En la oscuridad
(por Emilio Nicolás)
(por Emilio Nicolás)
El tren avanzaba rápido, cada vez más y más rápido. Las líneas rectas de las vías desaparecían y volvían a aparecer en una historia continua y predecible que parecía no terminar. Mi brazo reposaba tranquilo sobre el marco de la ventanilla, pero mis ojos estaban inquietos, intentando retener las luces de la ciudad a lo lejos que se iba corriendo a medida que cruzábamos los espacios en la noche. Miles y miles de luciérnagas que a gran velocidad pasaban por mi cabeza. Mis maletas estaban bajo mis piernas cruzadas, mis zapatillas estaban un poco apretadas, el asiento junto al mío estaba vacío, yo estaba vacío.
No supe lo que me esperaba, quería que alguien me llevase lejos, esperé años por alguien que me llevase lejos, que me arrancase del aburrido y hondo pueblo en el que me había gastado hasta quedarme pequeñito, como un Dante sin Virgilio, sin saber hacia dónde ir, aunque con la diferencia de que conocía cada uno de los círculos. No había sitio que pise que no hubiera pisado ya dos, tres, cuatro veces, a plena luz del día, o en el medio de la noche, solo o acompañado (y aún solo). Años esperando, años llamando, años provocando y así había terminado, mi salvador no podía ser otro que yo mismo. Si no lo hacía pronto iba a morir allí, en el anonimato, sin que mi nombre quede grabado en ninguna vereda o sin que las olas del mar rompiesen en mis pies fijos en la orilla. No habría brisa del sur que saborease mis cabellos ni terraza del edificio más alto que me permita besar el cielo desde sus suelos e imaginar que aprendí a volar finalmente.

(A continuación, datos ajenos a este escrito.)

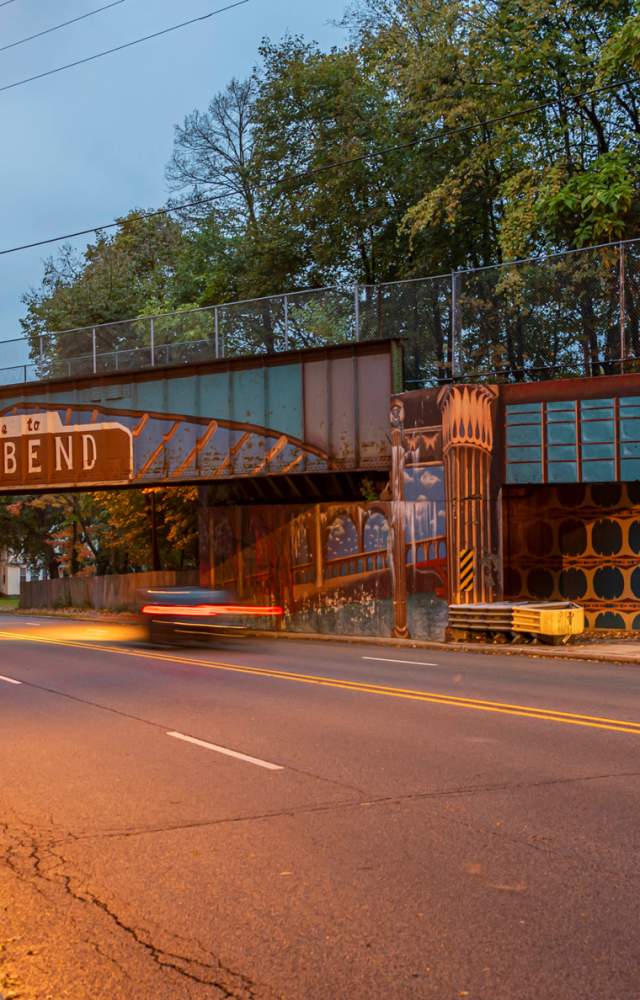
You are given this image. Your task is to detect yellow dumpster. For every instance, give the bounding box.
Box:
[512,601,584,644]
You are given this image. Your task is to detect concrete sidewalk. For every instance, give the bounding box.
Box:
[4,609,640,666]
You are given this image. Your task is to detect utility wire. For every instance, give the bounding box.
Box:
[0,0,124,52]
[0,0,249,93]
[0,76,635,257]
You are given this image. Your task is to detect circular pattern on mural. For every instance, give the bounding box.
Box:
[527,569,553,597]
[595,611,624,628]
[558,519,587,556]
[560,569,587,601]
[556,483,586,507]
[591,483,622,507]
[627,479,640,503]
[629,521,640,555]
[527,521,553,556]
[593,566,624,601]
[591,517,622,556]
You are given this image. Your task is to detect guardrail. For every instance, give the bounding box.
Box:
[0,240,640,388]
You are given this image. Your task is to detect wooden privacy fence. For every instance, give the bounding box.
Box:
[20,569,198,611]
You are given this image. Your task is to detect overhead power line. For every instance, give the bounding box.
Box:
[0,78,636,257]
[0,0,125,52]
[0,0,249,93]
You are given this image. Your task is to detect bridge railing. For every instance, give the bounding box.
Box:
[0,240,640,388]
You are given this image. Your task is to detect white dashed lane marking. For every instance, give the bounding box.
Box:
[167,733,284,771]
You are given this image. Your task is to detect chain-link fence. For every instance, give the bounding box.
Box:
[0,241,640,388]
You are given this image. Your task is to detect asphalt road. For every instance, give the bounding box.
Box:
[0,616,640,1000]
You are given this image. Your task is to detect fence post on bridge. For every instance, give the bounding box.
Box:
[284,295,289,351]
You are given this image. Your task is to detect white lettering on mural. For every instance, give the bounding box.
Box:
[55,434,73,472]
[0,408,133,490]
[82,434,98,472]
[27,438,42,476]
[3,441,18,476]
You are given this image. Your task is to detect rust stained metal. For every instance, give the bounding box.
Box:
[251,434,289,476]
[171,420,218,479]
[138,420,180,476]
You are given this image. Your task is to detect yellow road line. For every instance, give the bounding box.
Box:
[0,631,640,736]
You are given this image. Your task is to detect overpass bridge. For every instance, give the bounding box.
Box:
[6,254,640,636]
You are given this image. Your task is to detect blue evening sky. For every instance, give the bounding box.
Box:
[0,0,346,368]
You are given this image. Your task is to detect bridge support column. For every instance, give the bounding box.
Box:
[438,385,497,604]
[389,399,409,639]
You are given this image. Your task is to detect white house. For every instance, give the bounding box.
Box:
[0,549,24,597]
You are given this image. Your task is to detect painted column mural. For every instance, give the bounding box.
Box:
[438,385,498,604]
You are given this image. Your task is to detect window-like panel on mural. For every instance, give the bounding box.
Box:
[505,396,640,485]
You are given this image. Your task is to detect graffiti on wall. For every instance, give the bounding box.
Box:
[504,483,640,630]
[505,396,640,484]
[201,498,447,636]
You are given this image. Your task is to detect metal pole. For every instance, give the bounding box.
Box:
[450,271,462,382]
[284,295,289,351]
[618,243,627,375]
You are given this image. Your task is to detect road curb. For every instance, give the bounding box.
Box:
[3,610,640,666]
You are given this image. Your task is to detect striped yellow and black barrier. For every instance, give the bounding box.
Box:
[458,549,475,594]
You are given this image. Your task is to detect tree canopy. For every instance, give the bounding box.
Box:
[12,0,640,580]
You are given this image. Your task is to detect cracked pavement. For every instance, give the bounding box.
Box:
[0,619,640,1000]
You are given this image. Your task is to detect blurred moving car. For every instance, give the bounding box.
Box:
[139,587,283,645]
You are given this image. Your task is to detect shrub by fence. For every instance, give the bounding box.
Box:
[20,569,198,611]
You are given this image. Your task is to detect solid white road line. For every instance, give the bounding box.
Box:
[362,656,440,667]
[167,733,284,771]
[362,656,439,667]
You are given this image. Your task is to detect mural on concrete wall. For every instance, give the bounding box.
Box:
[502,376,640,630]
[504,482,640,630]
[201,499,447,637]
[505,396,640,483]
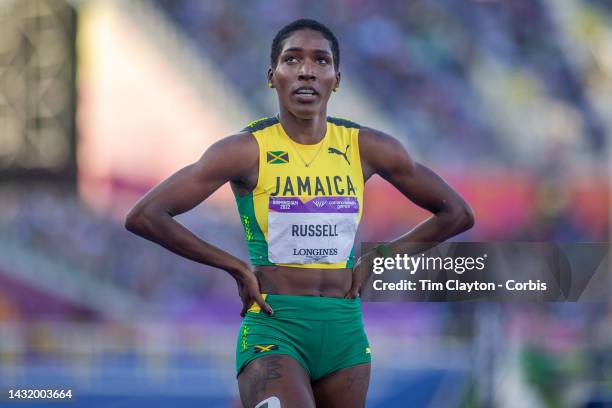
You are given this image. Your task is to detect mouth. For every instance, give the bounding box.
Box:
[293,86,319,103]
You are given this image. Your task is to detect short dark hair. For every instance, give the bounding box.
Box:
[270,18,340,71]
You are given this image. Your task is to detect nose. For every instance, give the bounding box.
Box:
[298,60,316,81]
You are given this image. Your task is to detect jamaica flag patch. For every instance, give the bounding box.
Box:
[266,150,289,164]
[253,344,278,353]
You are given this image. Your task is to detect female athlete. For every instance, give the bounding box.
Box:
[126,20,474,408]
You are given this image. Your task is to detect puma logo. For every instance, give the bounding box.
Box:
[327,145,351,166]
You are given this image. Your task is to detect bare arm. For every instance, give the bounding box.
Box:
[125,133,271,313]
[347,128,474,297]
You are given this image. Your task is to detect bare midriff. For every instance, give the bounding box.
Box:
[255,266,352,298]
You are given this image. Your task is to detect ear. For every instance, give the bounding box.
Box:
[267,67,274,88]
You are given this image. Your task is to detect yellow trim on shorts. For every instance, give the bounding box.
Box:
[247,293,268,313]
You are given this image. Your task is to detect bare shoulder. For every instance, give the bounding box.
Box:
[202,131,259,159]
[195,131,259,182]
[359,127,414,179]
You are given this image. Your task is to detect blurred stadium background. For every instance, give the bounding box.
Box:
[0,0,612,407]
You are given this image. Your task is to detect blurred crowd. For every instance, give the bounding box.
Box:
[0,188,246,307]
[156,0,610,166]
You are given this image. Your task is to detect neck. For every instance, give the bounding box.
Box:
[278,108,327,144]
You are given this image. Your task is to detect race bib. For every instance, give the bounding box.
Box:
[268,197,359,264]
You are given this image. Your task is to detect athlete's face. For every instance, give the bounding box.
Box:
[268,29,340,119]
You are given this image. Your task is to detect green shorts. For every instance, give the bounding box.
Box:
[236,295,372,381]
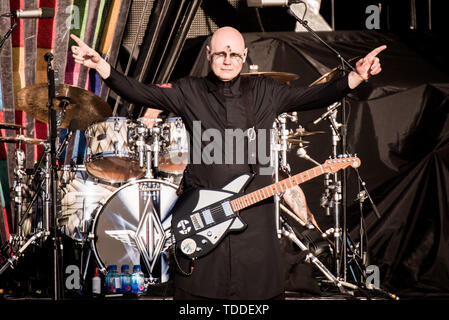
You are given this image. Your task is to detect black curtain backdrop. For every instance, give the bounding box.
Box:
[191,31,449,297]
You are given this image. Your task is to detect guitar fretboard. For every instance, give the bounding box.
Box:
[231,165,327,211]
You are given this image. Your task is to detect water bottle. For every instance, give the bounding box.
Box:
[92,267,101,295]
[104,266,111,293]
[131,264,145,294]
[120,264,132,293]
[107,264,121,293]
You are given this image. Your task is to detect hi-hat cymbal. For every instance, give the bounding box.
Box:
[309,57,360,87]
[16,83,112,130]
[0,122,25,130]
[0,136,47,144]
[240,71,299,84]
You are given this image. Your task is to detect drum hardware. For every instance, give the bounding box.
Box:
[271,112,298,238]
[240,65,299,84]
[13,148,26,241]
[84,117,146,183]
[56,119,78,159]
[0,122,25,131]
[156,117,189,176]
[288,125,326,139]
[0,135,47,144]
[280,217,354,295]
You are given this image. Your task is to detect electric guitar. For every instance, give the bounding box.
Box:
[171,155,361,259]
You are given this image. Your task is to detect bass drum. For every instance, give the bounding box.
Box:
[57,165,120,241]
[91,179,178,283]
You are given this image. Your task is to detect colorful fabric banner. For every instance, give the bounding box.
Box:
[0,0,131,238]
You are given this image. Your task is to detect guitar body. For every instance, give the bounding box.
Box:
[171,155,361,258]
[171,174,252,258]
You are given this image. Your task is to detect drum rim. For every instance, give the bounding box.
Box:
[89,178,178,273]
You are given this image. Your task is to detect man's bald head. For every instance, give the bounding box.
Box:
[210,27,245,52]
[206,27,248,81]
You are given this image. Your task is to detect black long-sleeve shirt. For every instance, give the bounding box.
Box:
[104,69,350,299]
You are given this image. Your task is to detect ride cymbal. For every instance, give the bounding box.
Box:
[309,57,360,87]
[240,71,299,84]
[0,136,47,144]
[16,83,112,130]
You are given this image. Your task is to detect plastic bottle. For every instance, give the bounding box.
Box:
[131,264,145,295]
[104,266,111,293]
[120,264,132,293]
[92,267,101,295]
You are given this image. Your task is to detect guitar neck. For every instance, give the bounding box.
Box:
[231,165,328,211]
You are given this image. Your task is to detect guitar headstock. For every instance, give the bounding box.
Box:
[323,154,362,173]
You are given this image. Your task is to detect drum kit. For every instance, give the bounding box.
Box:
[0,84,188,292]
[0,60,392,300]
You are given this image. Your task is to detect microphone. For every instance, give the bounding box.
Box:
[7,8,55,19]
[57,119,78,158]
[246,0,304,8]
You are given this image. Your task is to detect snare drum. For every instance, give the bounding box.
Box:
[84,117,146,183]
[90,179,178,283]
[158,118,189,175]
[57,166,119,241]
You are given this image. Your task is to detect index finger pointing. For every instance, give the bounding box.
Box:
[366,45,387,57]
[70,34,85,47]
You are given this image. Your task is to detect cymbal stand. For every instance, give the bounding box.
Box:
[271,112,298,238]
[281,217,356,294]
[0,13,18,53]
[0,143,50,275]
[44,52,62,300]
[147,118,162,178]
[13,148,26,245]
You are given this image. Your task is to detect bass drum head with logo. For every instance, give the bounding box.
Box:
[92,179,178,283]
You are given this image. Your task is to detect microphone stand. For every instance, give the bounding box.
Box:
[287,7,399,300]
[287,7,357,281]
[0,15,18,53]
[44,52,62,300]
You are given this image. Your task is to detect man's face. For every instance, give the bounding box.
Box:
[207,32,247,81]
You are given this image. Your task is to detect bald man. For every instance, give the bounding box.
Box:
[71,27,385,300]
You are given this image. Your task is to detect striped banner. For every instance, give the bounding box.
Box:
[0,0,132,238]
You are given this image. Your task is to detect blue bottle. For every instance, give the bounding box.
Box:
[120,264,132,293]
[131,264,145,294]
[107,264,122,293]
[104,266,111,293]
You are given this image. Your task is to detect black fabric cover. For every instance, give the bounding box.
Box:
[191,31,449,296]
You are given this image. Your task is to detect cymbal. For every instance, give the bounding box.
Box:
[287,138,310,144]
[288,126,326,138]
[16,83,112,130]
[309,57,360,87]
[0,122,25,130]
[0,136,47,144]
[240,71,299,84]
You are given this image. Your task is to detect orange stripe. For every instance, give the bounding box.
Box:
[100,0,122,54]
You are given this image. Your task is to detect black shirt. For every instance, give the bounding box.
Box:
[104,69,350,299]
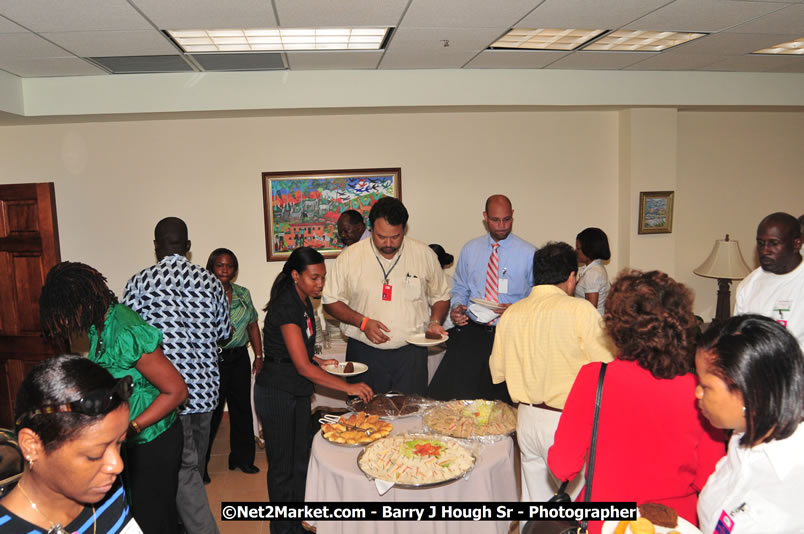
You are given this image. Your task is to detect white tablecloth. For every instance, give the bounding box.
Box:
[305,417,519,534]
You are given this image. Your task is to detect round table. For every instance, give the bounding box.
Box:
[305,416,519,534]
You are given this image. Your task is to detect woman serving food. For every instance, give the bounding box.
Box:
[254,247,374,534]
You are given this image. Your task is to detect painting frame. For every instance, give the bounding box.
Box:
[637,191,675,234]
[262,167,402,261]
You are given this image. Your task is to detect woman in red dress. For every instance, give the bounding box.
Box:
[547,271,725,533]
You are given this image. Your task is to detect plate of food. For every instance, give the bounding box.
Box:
[346,393,431,419]
[357,434,477,488]
[321,412,394,447]
[405,332,449,347]
[322,362,368,376]
[601,502,701,534]
[469,297,505,313]
[422,399,516,439]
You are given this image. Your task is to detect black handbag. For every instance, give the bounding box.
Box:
[522,363,606,534]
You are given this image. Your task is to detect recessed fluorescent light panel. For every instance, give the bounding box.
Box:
[490,28,606,50]
[752,37,804,55]
[583,30,706,52]
[167,28,390,53]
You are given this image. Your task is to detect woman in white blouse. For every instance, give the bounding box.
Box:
[575,228,611,315]
[695,315,804,534]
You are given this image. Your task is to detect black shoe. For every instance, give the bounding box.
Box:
[229,462,260,475]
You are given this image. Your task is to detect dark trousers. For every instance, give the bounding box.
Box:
[254,384,310,534]
[204,347,256,472]
[346,338,427,395]
[428,321,511,403]
[123,418,183,534]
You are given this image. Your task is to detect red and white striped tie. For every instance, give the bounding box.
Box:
[486,243,500,303]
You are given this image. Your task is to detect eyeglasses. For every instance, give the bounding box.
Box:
[17,376,134,425]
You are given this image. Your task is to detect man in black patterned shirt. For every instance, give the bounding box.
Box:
[123,217,231,534]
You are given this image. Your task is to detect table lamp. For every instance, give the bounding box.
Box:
[692,234,751,322]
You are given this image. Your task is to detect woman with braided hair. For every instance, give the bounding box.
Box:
[39,261,187,534]
[254,247,374,534]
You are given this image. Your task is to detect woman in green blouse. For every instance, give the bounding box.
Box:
[204,248,262,481]
[39,261,187,534]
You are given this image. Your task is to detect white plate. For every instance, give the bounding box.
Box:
[600,512,701,534]
[405,334,449,347]
[469,297,505,312]
[322,362,368,376]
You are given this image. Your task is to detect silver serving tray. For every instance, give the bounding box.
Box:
[357,434,477,489]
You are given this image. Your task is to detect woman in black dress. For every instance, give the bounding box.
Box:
[254,247,374,534]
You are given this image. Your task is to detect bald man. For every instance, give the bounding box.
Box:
[123,217,231,534]
[734,212,804,349]
[429,195,536,402]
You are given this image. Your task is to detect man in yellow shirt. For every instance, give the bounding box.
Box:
[489,243,612,502]
[322,197,450,395]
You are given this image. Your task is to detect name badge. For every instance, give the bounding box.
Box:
[712,510,734,534]
[497,278,508,295]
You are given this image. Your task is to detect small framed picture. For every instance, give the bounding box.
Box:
[638,191,675,234]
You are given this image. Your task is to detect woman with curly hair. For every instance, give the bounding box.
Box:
[547,271,725,533]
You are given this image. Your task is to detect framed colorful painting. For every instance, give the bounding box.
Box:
[262,168,402,261]
[638,191,674,234]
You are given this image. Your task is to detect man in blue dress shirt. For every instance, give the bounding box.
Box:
[429,195,536,402]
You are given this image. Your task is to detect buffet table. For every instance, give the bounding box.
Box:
[305,416,519,534]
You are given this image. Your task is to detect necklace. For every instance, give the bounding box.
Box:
[17,481,98,534]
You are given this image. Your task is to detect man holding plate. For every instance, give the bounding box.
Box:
[429,195,536,402]
[322,197,449,395]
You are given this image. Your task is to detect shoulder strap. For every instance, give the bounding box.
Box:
[583,363,607,502]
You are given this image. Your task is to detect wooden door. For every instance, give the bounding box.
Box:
[0,183,61,428]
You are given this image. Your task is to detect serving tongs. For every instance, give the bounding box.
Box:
[318,413,376,436]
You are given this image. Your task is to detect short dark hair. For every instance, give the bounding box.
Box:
[757,211,801,241]
[14,354,126,452]
[575,228,611,260]
[207,248,240,276]
[696,314,804,447]
[603,270,697,379]
[533,241,578,286]
[338,210,366,225]
[369,197,408,229]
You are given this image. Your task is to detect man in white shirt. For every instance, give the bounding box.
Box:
[734,212,804,348]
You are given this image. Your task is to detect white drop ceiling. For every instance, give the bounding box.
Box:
[0,0,804,78]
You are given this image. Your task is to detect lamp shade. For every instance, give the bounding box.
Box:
[693,234,751,280]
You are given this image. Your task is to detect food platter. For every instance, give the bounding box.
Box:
[321,412,394,447]
[405,334,449,347]
[422,399,516,440]
[346,392,432,420]
[469,297,505,313]
[322,362,368,376]
[357,434,477,489]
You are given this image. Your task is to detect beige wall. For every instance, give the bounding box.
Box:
[0,109,804,322]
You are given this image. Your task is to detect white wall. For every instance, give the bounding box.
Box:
[0,109,804,319]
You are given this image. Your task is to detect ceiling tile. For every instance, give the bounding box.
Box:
[0,0,151,33]
[700,56,798,72]
[42,29,177,57]
[517,0,672,30]
[673,33,797,56]
[726,4,804,36]
[625,0,786,32]
[398,0,542,29]
[286,50,383,70]
[548,50,653,70]
[131,0,277,30]
[0,33,73,59]
[466,50,569,69]
[625,52,724,70]
[274,0,408,28]
[0,57,107,78]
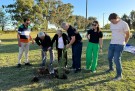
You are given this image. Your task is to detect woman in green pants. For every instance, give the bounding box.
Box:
[86,21,103,73]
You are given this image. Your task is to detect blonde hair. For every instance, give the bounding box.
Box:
[57,29,62,34]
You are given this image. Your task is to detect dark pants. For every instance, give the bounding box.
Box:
[108,44,124,76]
[41,48,54,66]
[57,48,67,67]
[72,42,82,70]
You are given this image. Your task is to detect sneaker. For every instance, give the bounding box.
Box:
[91,70,97,73]
[68,67,75,69]
[25,63,32,66]
[74,69,81,73]
[17,64,21,68]
[113,76,122,81]
[106,69,114,73]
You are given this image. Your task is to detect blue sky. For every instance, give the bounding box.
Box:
[0,0,135,26]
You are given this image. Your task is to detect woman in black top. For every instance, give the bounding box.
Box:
[86,21,103,72]
[52,30,69,67]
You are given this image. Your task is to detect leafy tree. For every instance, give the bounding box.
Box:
[104,24,110,29]
[0,8,9,31]
[130,10,135,29]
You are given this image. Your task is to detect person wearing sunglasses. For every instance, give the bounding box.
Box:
[86,21,103,73]
[106,13,130,80]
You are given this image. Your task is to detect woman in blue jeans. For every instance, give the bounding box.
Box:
[107,13,130,80]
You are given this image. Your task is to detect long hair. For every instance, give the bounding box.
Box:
[93,20,101,32]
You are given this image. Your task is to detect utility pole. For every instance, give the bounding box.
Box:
[85,0,88,31]
[103,13,105,28]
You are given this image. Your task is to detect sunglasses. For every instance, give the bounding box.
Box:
[92,24,97,26]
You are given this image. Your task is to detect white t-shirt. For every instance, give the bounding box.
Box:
[58,37,64,49]
[110,20,130,45]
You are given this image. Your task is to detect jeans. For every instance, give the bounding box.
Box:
[41,48,54,66]
[108,44,124,76]
[57,48,67,67]
[72,42,82,70]
[86,42,99,71]
[18,42,30,64]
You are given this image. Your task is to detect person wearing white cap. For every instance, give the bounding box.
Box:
[35,32,54,66]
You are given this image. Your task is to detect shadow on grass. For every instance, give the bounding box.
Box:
[0,44,39,53]
[0,60,107,90]
[1,39,17,42]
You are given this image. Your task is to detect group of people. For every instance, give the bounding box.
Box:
[17,13,130,80]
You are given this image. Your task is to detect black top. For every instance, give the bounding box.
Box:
[87,29,103,43]
[67,25,82,44]
[35,34,51,48]
[51,33,69,49]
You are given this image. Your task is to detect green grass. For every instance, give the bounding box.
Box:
[0,32,135,91]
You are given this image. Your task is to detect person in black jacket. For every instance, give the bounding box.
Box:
[61,22,83,73]
[35,32,54,66]
[52,30,69,67]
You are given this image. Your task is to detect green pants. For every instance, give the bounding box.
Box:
[86,42,99,71]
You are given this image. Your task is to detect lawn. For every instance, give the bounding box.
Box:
[0,32,135,91]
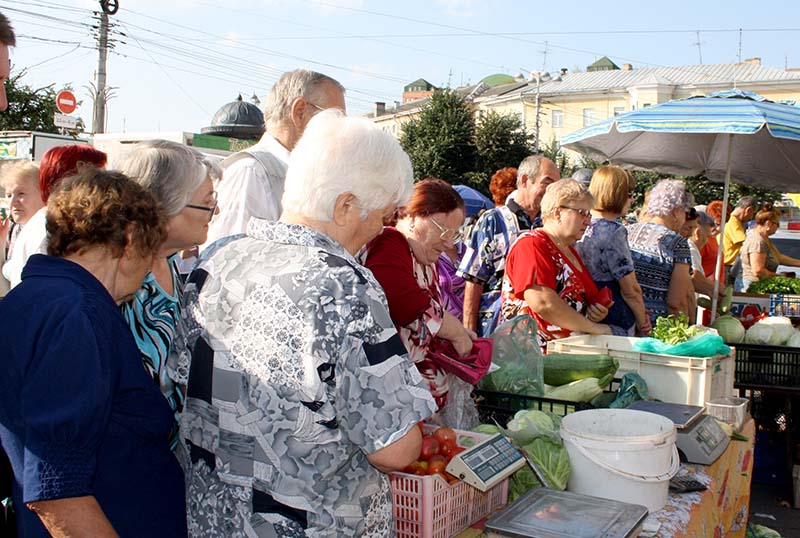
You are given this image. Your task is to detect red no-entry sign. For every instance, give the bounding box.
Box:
[56,90,78,114]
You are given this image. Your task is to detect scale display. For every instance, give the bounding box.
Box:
[447,434,526,491]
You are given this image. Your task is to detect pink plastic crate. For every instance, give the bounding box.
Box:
[389,425,508,538]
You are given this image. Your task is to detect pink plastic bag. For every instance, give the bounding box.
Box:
[428,338,493,385]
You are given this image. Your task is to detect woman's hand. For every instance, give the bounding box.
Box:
[451,329,475,357]
[586,303,608,323]
[636,315,653,336]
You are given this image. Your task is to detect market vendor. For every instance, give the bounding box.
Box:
[741,209,800,291]
[500,179,612,348]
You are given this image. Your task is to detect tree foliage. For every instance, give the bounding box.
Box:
[475,110,532,179]
[400,89,475,183]
[0,69,84,135]
[400,89,531,195]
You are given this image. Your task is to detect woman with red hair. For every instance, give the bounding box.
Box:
[362,178,475,410]
[3,144,107,288]
[489,167,517,207]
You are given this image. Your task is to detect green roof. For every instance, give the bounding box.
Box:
[403,78,436,92]
[481,73,517,87]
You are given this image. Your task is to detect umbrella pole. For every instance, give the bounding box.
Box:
[711,134,733,323]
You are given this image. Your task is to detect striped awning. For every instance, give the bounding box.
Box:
[561,90,800,191]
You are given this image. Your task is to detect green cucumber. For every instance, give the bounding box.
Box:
[542,353,619,386]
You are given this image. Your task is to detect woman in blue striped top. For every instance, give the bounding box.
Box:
[119,140,220,448]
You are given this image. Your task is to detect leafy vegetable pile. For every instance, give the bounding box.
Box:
[652,312,700,345]
[747,276,800,294]
[472,410,571,502]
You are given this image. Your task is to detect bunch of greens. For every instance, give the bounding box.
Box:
[651,312,700,345]
[747,276,800,294]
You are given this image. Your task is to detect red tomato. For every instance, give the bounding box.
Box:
[433,428,456,443]
[595,288,614,308]
[439,439,458,461]
[428,456,447,474]
[419,437,439,461]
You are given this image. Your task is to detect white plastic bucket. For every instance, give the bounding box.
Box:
[561,409,680,513]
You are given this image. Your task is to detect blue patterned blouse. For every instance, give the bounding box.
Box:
[121,254,183,449]
[628,222,692,326]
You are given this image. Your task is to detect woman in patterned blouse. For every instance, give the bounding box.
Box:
[628,179,693,325]
[120,140,220,446]
[362,178,475,409]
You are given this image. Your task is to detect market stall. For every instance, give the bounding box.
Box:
[392,310,756,537]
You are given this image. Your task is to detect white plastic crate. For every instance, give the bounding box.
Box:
[389,425,508,538]
[706,396,750,430]
[547,334,736,406]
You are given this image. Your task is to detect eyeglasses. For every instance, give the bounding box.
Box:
[558,205,592,219]
[186,191,217,220]
[429,219,464,243]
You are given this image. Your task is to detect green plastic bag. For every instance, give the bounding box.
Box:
[480,314,544,396]
[633,332,731,358]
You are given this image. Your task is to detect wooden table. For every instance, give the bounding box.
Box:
[457,418,755,538]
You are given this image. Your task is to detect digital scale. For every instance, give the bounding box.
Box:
[446,433,526,492]
[485,488,648,538]
[628,400,731,465]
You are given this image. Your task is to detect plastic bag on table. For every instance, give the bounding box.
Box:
[433,375,481,430]
[481,315,544,396]
[633,332,731,358]
[608,373,650,409]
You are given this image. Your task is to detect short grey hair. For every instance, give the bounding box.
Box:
[264,69,344,129]
[517,155,547,187]
[118,140,222,217]
[736,196,758,209]
[282,109,414,222]
[647,179,694,217]
[697,211,717,228]
[542,178,594,221]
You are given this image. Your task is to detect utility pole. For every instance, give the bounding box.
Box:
[92,0,119,133]
[533,41,547,153]
[692,30,703,65]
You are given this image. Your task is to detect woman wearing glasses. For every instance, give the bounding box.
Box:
[500,179,612,350]
[362,178,475,410]
[119,140,220,448]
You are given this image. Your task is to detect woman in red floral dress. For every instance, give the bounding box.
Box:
[500,179,612,350]
[361,178,475,409]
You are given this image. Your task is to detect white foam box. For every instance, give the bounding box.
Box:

Como sea que haya ocurrido todo ahí estaba, yo conmigo mismo, y la velocidad. Oh sí, aquella velocidad tan imponente con la que me alejaba de todo, atrás quedaban los libros que leí en aquella biblioteca enorme que de seguro iba a extrañar, y atrás todas aquellas películas que devoré solo en el cuarto al amanecer, atrás estaban los amigos que sentían culpa por no poder llenar ese vacío de soledad, y atrás la familia que sabía que no perdería jamás. Atrás todos, atrás todos y yo atrás también, con los libros, con las películas, con los colectivos de corta distancia y con el gato durmiendo sobre mi pecho. Atrás. Y a toda velocidad alguien más, que estaba naciendo, que pensaba en despertar. Ahora por fin y de una vez por todas no tenía a quién llorar. Miré por delante de mi asiento y había una pareja que hacía horas se dedicaba a descansar. Detrás los asientos estaban vacíos y a mi derecha había un joven que miraba a la ventanilla, igual que yo, la que tenía a mi izquierda. Sus pelos volaban con el viento, él asomaba la cabeza y sonreía, como si supiese más de aquello que yo estaba dispuesto a aprender, a ser libre en soledad, a recorrer los caminos conmigo mismo y con nadie más. Lo miré y sonreí, quise mirar a mi ventanilla pero no pude más, mis ojos se concentraron en los suyos, tan silvestres y tan desesperados a la par. Sus labios se veían seguros pero con una señal de miedo que me inquietaba, y por momentos, por microsegundos que ningún mortal podría detectar, sentí que sus ojos buscaban los míos y volvían a contemplar la libertad. Sacudí mi cabeza y me percaté del silencio, me di cuenta de la ciudad, que ya había quedado atrás, y de las multitudes que seguramente con ella habían desaparecido también, ahora sí se sentía el verdadero vacío a mi alrededor. Tomé mis brazos y pensé: estoy a salvo. Sentí frío en mi rostro y no pude disfrutarlo más, siempre que siento frío me siento seguro, me siento vivo, me siento libre. Me asomé por la ventanilla, no se veía mucho, plena oscuridad, el campo asomaba y con él la ausencia de cualquier clase de luz por donde vallásemos a pasar. Me animé a asomar más el cuerpo, nos aproximábamos a un enorme túnel que nos tragaría a todos en una completa oscuridad.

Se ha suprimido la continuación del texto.